Kroger Avoiding AWS In Its Cloud Transition


So, what’s new? AWS may be the gold standard in cloud services, but companies like Kroger have no qualms about avoiding the platform at all, and go with alternates like Microsoft and Google.

The reason is the relentless push of its parent company, Amazon, into nearly every sector of the economy. Case in point the Whole Foods acquisition that was enough to make some companies think twice about using Amazon Web Services.

Giants like Walmart and Target were quick to distance themselves from AWS, and now we know that Kroger is also avoiding the AWS platform for its cloud transition.

Known for brands like QFC and Fred Meyer, Kroger is a retail supermarket and grocery giant that has made the conscious decision to spend money with AWS competitors like Microsoft Azure and Google Cloud Platform as it drags its sprawling IT operation into the cloud.

Kroger Logo

This was revealed by CIO Chris Hjlem, who said that the cloud push started last year before Amazon bought Whole Foods.
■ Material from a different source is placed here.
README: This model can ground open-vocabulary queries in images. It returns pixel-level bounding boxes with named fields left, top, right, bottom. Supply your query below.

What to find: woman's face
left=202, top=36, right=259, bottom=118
But now that Amazon is directly competing with Kroger on multiple fronts, all new cloud projects are going to Azure and Google Cloud:

“We feel like we’re not losing anything from a competitive perspective working with those companies.”

While some businesses that Kroger has acquired still rely on AWS for a few things, and the company still maintains its own datacenters for some workloads, the grocer is doing all it can to distance itself from Amazon Web Services.

It joins a number of other companies with the sentiment that there is no reason to continue bankrolling the AWS operation, which provides nearly all of the operating profit for Amazon.

These moves may not really affect AWS revenue all that much, which reported a 42% jump in revenue during the third quarter, but they are certainly bolstering the competition that itself has been growing at a breezy pace this past year or so.